La Commission européenne a envoyé, la semaine dernière, ses « lettres d’observations » à 19 des 27 États membres, dont la France, sur leurs Plans Stratégiques Nationaux (PSN) de la PAC. Si la Commission avait initialement annoncé rendre ces lettres immédiatement publiques, elle a finalement reporté leur publication à fin avril. Une fuite de la lettre adressée à la France aura cependant permis à la plateforme Pour une autre PAC d’y avoir accès.

 

La Commission y incite explicitement la France à rehausser l’ambition de son projet de PAC 2023–2027, en particulier son architecture environnementale, confirmant, par-là, l’analyse et les demandes formulées par Pour une autre PAC depuis le début des négociations.

 

Des retours sans concession sur le PSN français qui confirment nos analyses précédentes.

L’analyse rédigée par la Commission européenne sur le projet de PSN français rejoint celles formulées par Pour une autre PAC, l’Autorité environnementale, des scientifiques ou encore par les citoyens dans le cadre de la consultation publique. Parmi quelques-unes des demandes saillantes émises par la Commission, ressortent une vraie faiblesse sur l’architecture environnementale.

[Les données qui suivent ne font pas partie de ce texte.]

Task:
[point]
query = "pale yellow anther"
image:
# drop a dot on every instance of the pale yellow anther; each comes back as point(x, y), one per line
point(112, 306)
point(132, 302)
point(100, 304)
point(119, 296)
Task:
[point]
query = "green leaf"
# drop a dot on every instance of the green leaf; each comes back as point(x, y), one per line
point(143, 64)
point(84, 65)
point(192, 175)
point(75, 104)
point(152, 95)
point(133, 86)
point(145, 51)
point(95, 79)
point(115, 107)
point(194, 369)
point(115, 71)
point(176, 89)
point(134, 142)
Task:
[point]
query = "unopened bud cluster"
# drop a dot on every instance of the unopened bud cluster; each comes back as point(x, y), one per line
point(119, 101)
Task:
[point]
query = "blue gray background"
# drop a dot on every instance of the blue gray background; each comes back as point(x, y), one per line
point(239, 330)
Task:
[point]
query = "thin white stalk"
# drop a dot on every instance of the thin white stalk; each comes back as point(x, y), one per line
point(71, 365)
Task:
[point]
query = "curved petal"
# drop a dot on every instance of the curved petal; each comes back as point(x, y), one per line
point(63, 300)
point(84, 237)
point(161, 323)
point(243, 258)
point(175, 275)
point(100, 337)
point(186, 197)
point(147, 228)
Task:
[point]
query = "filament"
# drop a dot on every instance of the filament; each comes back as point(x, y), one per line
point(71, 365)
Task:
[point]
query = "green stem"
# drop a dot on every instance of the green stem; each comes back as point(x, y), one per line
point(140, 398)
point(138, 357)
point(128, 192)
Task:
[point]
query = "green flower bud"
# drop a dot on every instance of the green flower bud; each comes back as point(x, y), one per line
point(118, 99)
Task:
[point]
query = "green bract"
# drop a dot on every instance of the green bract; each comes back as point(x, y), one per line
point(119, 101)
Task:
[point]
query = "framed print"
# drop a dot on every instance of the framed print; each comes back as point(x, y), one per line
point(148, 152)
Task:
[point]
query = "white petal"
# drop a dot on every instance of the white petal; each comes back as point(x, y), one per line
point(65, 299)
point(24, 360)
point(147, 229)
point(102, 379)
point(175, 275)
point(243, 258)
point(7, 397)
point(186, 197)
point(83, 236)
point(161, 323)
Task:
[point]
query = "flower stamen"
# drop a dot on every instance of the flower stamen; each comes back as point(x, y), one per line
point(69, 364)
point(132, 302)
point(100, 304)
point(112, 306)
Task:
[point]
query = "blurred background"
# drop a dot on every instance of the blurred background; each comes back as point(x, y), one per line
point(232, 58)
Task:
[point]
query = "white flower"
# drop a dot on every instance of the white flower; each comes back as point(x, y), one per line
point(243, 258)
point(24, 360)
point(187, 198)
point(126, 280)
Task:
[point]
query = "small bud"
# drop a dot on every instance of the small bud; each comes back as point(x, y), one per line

L’exécutif européen identifie notamment des insuffisances sur la conditionnalité, regrette que « la rémunération (…) dans l’éco-régime [soit] la même pour l’agriculture biologique et la certification HVE alors que le cahier des charges de cette certification est beaucoup moins contraignant », mais note également que le budget des mesures climatiques et environnementales dans le deuxième pilier « est le plus faible parmi tous les plans stratégiques formellement soumis ». Elle constate également des lacunes à pallier sur l’installation, une absence complète du bien-être animal, ou encore, demande une meilleure démonstration du bon ciblage des paiements en faveur des petites et moyennes fermes.

 

Face à la crise en Ukraine, la nécessité d’une PAC qui favorise la résilience et l’autonomie.

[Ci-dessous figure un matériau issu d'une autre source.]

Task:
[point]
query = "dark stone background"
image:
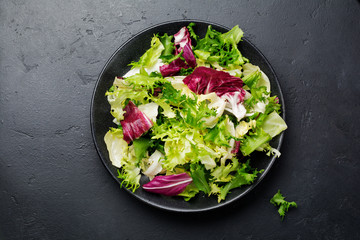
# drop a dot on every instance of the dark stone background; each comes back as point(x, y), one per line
point(52, 182)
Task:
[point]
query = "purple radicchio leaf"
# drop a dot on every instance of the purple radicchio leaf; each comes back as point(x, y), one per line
point(205, 80)
point(170, 185)
point(172, 68)
point(135, 122)
point(183, 41)
point(189, 55)
point(237, 147)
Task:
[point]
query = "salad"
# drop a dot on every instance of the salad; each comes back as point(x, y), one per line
point(188, 115)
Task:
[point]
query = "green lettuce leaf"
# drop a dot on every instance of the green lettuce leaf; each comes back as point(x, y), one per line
point(198, 174)
point(253, 141)
point(244, 176)
point(151, 55)
point(279, 200)
point(190, 191)
point(273, 124)
point(141, 146)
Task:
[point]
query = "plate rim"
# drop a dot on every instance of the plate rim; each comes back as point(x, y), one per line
point(174, 209)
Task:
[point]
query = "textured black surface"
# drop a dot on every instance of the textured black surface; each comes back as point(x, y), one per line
point(52, 182)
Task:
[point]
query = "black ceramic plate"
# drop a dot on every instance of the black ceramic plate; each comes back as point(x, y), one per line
point(101, 119)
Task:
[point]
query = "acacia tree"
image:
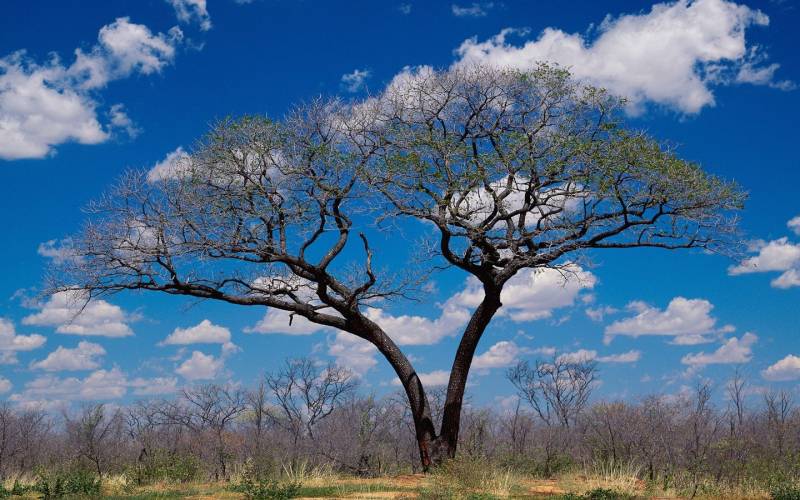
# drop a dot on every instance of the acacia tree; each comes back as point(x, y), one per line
point(514, 170)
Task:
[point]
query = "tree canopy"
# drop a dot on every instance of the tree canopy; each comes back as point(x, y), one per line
point(507, 170)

Or, le contexte de la guerre en Ukraine invite tout particulièrement la France à préserver ses facteurs de production (aux premiers rangs desquels, les paysans et les ressources naturelles) et à améliorer la résilience comme l’autonomie de notre secteur agricole. C’est justement pour sortir l’agriculture française de ses dépendances et assurer notre souveraineté alimentaire qu’il est indispensable de s’appuyer sur une révision du projet de PSN pour accompagner la transition du secteur. Par exemple, la diminution du recours aux engrais de synthèse face aux tensions sur le marché du gaz devrait être un axe majeur de notre future politique agricole. Les invitations de la Commission à rehausser l’ambition montrent que nous n’y sommes pas : le PSN français ne peut être validé en l’état et doit être profondément remanié. Aussi, face à l’unanimité des constats sur ses insuffisances, notre demande de révision du PSN avant son approbation finale par la Commission est plus que jamais réitérée. La France ne devra pas se contenter de détailler un peu plus ses intentions, mais devra véritablement revoir en profondeur sa copie pour répondre aux faiblesses déjà largement dénoncées par Pour une autre PAC depuis des mois. 

 

Pour Mathieu Courgeau, paysan en Vendée et président de Pour une autre PAC :

” La Commission européenne pointe exactement les mêmes faiblesses que celles répétées sans succès par nos 45 organisations, au gouvernement français, depuis des mois et des mois. Nous espérons que les injonctions de la Commission, à un moment où notre agriculture est gravement déstabilisée, déclencheront enfin une prise de conscience de nos décideurs sur le nécessaire changement d’orientation du PSN. ”

 

Le report de la publication officielle des lettres d’observations ne doit pas amoindrir la phase de négociation politique.

La Commission européenne a envoyé vendredi dernier à 19 ministres européens de l’agriculture, sa lettre d’observation sur leurs projets respectifs de PSN. Alors que Pour une autre PAC et ses partenaires européens avaient obtenu de la Commission un engagement à rendre publiques ces lettres d’observation en même temps que leur envoi aux ministres, la Commission a finalement annoncé vendredi dernier qu’elle ne les publierait qu’à l’issue d’un délai de trois semaines, devant permettre aux États qui le souhaitent d’y réagir d’ici là. Ce délai supplémentaire est accordé aux États membres volontaires pour adapter leur projet de PSN au nouveau contexte agricole, alimentaire et énergétique causé par la guerre en Ukraine. Les 45 organisations paysannes et citoyennes de Pour une autre PAC déplorent le retour en arrière sur la transparence de ces courriers, qui représentent pourtant un élément déterminant de l’orientation des futurs PSN, qui plus est dans le contexte de la guerre en Ukraine rappelant l’importance de la résilience de nos modèles agricoles et alimentaires.